At virtually the same time, Mackie has announced the DL32R. But there is not a lot of info. The only pages are a small story in French from a site called AudioFanzine.com l and a teaser youTube video.
Also, Behringer has been shipping a rack version of the X32 for a while. I have never seen one “in the wild” and only know what I saw at trade shows. But, while it does have the ability to mix 40 inputs, the rack itself only sports 16. You need additional stage box I/O to get to the rest. And the X32 Rack operates at 48 kHz sampling rate, the StudioLive RM will be a 96 kHz system. No word on the Mackie yet. They are staying shrouded in mystery with just a couple glimpses in the video and an “event” date of Oct. 15. PreSonus says they will have units on the ground in the US in early October.
The X-32 streets for about $1200. No pricing for either the PreSonus or Mackie system has been officially announced. But in a conversation with the PreSonus folks they gave me the expected MAP price which, if i told you I would have to kill you. But I was blown away. Let’s just say that i am looking around at what i can sell off to buy one.

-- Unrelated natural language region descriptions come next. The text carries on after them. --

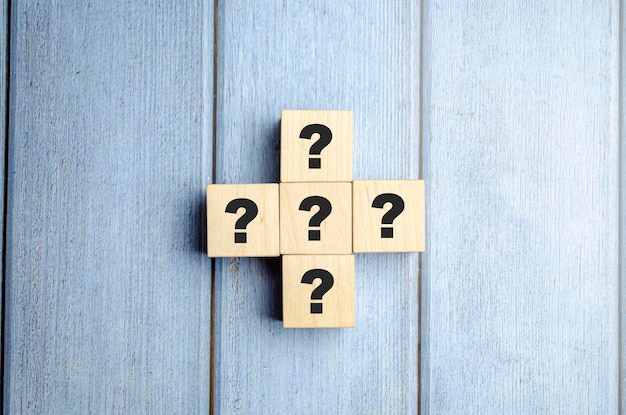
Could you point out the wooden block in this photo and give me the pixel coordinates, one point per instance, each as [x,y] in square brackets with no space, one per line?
[242,220]
[388,216]
[316,218]
[318,291]
[316,146]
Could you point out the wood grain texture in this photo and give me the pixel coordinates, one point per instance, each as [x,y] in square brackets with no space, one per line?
[4,52]
[325,152]
[361,56]
[108,286]
[318,291]
[521,147]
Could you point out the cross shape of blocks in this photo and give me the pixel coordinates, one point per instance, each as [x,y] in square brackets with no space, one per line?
[316,218]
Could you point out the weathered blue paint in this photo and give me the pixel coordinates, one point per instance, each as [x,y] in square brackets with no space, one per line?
[108,306]
[4,43]
[521,147]
[362,56]
[108,289]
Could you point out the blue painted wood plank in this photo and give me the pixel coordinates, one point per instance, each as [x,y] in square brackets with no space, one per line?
[4,50]
[362,56]
[108,286]
[622,220]
[521,153]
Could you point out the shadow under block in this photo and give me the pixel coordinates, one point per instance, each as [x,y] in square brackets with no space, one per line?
[242,220]
[388,216]
[316,218]
[325,155]
[318,291]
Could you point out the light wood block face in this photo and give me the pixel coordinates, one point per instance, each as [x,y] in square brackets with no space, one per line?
[316,146]
[242,220]
[389,216]
[318,291]
[315,218]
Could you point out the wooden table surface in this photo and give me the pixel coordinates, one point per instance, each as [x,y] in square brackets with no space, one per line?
[120,113]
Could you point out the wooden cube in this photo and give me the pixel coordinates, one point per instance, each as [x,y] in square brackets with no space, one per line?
[316,218]
[318,291]
[388,216]
[242,220]
[316,146]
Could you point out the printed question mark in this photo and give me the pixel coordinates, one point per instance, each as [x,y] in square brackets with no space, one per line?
[318,293]
[316,149]
[316,220]
[251,211]
[397,206]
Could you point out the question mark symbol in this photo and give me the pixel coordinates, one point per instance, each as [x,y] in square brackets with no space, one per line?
[316,149]
[318,293]
[316,220]
[397,206]
[251,211]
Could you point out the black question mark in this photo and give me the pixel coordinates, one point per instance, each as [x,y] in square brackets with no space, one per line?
[316,220]
[397,206]
[316,149]
[251,211]
[318,293]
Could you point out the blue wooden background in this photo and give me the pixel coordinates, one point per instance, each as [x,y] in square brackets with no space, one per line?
[119,113]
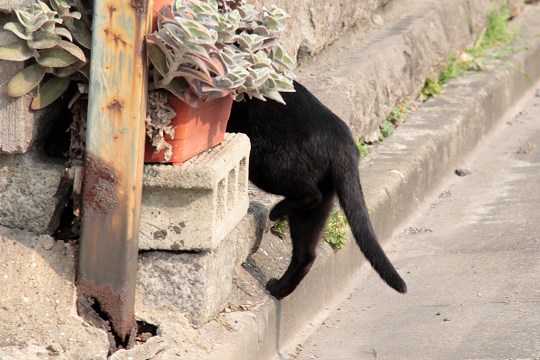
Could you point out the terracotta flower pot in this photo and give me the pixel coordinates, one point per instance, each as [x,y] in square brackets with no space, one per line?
[196,129]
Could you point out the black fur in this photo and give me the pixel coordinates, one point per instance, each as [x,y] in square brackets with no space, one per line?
[306,153]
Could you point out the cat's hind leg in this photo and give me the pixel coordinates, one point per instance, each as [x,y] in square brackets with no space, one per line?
[304,198]
[305,230]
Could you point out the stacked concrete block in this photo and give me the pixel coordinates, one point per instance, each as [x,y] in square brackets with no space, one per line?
[188,253]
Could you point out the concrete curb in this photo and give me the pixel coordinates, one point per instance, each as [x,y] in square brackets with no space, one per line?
[396,177]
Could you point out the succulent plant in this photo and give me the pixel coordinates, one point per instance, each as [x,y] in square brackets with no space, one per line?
[58,40]
[209,49]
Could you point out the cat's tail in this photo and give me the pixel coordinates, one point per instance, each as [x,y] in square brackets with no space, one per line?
[347,181]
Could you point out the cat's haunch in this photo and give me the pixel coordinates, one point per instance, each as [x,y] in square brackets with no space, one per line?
[305,153]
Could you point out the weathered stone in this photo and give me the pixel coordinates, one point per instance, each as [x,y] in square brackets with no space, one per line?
[390,65]
[33,192]
[313,24]
[197,284]
[37,312]
[194,206]
[20,126]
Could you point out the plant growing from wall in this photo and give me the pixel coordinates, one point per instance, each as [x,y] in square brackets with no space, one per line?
[336,230]
[55,42]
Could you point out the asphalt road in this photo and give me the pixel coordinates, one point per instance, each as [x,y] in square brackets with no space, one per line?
[471,259]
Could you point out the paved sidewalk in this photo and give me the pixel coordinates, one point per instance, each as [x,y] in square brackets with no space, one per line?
[471,258]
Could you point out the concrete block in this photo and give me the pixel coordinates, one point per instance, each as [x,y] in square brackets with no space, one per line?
[20,127]
[194,206]
[195,284]
[33,192]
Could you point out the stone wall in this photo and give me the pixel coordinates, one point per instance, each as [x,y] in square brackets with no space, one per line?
[360,58]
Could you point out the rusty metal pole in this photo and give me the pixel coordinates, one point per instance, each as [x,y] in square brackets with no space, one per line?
[112,188]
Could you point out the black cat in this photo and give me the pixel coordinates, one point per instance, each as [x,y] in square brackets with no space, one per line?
[306,153]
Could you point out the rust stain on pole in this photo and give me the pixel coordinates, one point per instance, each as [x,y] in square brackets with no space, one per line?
[112,186]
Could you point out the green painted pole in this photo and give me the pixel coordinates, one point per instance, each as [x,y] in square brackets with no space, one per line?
[112,188]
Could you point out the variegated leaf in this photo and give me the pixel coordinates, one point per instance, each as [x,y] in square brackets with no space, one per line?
[26,80]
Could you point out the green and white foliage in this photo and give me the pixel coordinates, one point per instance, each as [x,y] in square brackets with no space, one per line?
[54,41]
[206,49]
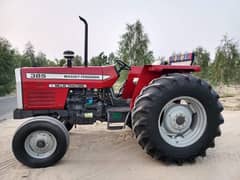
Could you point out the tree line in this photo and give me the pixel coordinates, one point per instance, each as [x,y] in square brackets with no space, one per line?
[133,49]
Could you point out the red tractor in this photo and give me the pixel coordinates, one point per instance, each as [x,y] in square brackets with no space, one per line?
[174,115]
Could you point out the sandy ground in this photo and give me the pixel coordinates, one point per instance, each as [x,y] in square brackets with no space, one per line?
[97,153]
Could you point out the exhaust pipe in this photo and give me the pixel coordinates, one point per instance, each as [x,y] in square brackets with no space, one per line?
[85,41]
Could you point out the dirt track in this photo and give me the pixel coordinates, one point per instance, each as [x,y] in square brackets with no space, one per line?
[97,153]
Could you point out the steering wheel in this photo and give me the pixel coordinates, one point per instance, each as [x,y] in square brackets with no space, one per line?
[122,65]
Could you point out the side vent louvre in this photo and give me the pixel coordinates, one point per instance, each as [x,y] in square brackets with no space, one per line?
[41,98]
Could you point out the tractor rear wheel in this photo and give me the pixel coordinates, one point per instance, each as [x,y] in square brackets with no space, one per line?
[177,117]
[40,142]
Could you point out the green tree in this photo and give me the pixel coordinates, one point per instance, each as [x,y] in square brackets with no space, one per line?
[112,58]
[28,56]
[77,60]
[60,62]
[133,46]
[7,65]
[40,60]
[226,64]
[99,60]
[203,60]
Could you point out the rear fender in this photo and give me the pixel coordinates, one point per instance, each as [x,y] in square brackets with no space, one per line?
[149,72]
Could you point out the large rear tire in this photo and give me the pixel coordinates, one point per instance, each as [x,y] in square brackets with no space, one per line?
[40,142]
[177,117]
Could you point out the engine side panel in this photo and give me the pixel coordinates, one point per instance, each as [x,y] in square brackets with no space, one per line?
[47,88]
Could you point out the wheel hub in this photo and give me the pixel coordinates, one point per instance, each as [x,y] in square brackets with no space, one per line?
[40,144]
[178,118]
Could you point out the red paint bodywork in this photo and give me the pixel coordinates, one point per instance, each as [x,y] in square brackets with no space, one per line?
[37,95]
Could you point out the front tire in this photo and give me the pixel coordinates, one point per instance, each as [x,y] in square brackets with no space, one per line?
[173,107]
[40,142]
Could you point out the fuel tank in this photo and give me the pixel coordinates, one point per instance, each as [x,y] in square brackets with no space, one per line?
[47,87]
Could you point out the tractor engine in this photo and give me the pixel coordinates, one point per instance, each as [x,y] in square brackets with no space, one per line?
[85,105]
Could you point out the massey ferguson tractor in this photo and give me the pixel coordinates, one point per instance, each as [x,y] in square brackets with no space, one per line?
[174,115]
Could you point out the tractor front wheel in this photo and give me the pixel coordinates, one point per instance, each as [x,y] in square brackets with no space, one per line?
[177,117]
[40,142]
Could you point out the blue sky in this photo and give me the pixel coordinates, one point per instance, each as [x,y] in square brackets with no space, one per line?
[172,25]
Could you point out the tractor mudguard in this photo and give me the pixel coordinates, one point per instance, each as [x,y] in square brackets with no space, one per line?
[140,76]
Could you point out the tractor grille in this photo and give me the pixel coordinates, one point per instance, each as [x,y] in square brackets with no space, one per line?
[41,98]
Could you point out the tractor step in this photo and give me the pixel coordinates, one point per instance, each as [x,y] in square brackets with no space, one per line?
[117,116]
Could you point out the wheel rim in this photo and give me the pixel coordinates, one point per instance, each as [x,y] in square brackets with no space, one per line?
[40,144]
[182,121]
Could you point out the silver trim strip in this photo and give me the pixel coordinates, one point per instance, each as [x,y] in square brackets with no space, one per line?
[19,88]
[66,76]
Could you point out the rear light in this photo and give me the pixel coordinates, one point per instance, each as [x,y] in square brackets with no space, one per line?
[182,58]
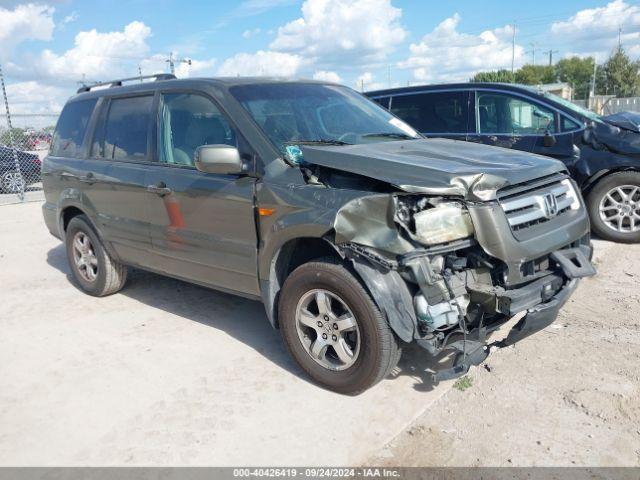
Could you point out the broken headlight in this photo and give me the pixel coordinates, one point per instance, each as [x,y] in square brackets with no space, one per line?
[443,223]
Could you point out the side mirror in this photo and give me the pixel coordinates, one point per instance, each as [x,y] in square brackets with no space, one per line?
[548,140]
[222,159]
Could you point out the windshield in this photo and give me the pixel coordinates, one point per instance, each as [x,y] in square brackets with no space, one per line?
[572,106]
[292,114]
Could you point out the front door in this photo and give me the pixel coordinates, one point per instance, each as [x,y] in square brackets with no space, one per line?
[118,154]
[202,225]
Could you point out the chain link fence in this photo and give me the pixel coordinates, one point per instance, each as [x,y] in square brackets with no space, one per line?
[24,142]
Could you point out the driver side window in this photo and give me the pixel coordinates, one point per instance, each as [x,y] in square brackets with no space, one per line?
[511,115]
[188,121]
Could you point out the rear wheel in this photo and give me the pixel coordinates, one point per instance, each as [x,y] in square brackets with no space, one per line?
[12,182]
[614,207]
[333,328]
[94,270]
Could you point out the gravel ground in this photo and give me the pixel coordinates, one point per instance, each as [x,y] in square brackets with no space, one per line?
[567,396]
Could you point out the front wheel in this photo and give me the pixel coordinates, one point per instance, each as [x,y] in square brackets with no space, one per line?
[94,270]
[614,207]
[333,328]
[12,182]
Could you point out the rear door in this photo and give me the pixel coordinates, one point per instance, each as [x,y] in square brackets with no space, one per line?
[202,224]
[119,157]
[435,114]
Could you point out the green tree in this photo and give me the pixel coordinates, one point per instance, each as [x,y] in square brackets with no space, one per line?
[17,135]
[504,76]
[621,75]
[577,72]
[535,74]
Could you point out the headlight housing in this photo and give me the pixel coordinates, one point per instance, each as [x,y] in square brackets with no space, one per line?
[444,223]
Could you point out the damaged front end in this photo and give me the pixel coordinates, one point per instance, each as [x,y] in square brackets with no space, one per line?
[448,271]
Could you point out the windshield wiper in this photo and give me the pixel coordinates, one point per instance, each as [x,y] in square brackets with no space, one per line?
[317,142]
[403,136]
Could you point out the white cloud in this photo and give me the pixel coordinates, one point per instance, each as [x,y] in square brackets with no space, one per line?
[251,33]
[261,63]
[594,31]
[72,17]
[24,22]
[362,31]
[34,97]
[327,76]
[97,55]
[445,54]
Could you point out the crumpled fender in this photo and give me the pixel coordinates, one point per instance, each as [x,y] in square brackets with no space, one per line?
[392,296]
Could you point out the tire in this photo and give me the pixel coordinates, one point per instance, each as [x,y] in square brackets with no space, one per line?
[375,352]
[597,199]
[100,274]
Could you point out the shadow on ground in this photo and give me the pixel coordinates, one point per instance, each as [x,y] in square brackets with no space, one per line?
[243,319]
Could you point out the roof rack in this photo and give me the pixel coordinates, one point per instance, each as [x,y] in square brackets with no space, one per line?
[118,83]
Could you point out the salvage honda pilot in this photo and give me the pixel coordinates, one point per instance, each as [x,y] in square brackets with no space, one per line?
[357,234]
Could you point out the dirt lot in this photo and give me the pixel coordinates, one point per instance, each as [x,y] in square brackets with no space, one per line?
[167,373]
[569,395]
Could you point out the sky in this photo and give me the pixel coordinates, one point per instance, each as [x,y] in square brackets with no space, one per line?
[47,48]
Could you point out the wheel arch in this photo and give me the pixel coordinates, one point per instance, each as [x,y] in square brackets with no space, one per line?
[594,179]
[289,256]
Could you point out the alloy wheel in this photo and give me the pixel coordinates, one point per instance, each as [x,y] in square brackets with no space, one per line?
[13,182]
[327,329]
[84,257]
[619,208]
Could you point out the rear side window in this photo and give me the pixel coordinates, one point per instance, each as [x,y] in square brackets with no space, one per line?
[71,128]
[124,133]
[441,112]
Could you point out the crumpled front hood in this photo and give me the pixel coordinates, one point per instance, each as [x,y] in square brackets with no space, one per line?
[626,120]
[436,166]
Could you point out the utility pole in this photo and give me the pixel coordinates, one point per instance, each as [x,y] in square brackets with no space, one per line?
[551,52]
[533,52]
[513,47]
[172,62]
[592,96]
[619,38]
[14,150]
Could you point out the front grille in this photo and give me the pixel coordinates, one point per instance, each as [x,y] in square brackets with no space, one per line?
[537,202]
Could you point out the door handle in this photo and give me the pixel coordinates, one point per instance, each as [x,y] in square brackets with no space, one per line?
[88,178]
[159,189]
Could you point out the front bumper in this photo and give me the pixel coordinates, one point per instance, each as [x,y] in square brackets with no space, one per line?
[541,311]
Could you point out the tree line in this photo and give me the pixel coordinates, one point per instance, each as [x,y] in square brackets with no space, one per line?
[618,75]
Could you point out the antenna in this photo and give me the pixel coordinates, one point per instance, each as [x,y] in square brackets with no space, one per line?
[172,62]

This approach is the future of live mixing. Coming soon will be the Waves eMotion system http://www.waves.com/mixers-racks/emotion-st#emotion-st-mixer-overview A studio version of that system meant for running plug-ins with the SoundGrid Studio system is already available and a live version is on the way. I know that at least one company that makes mixers that has been hugely late to the digital party (Peavey/Crest) has announced they will use eMotion software as the foundation for their own rack-mix system.
Some of the older dogs will protest and cry out that they still want dedicated controls. But the kids who have grown up on touchscreen tech are frankly more comfortable with this kind of an interface than they are with traditional faders and knobs. Count this old dog as one all about new tricks. I WILL be adopting one of these systems as my live mix system of choice as soon as possible.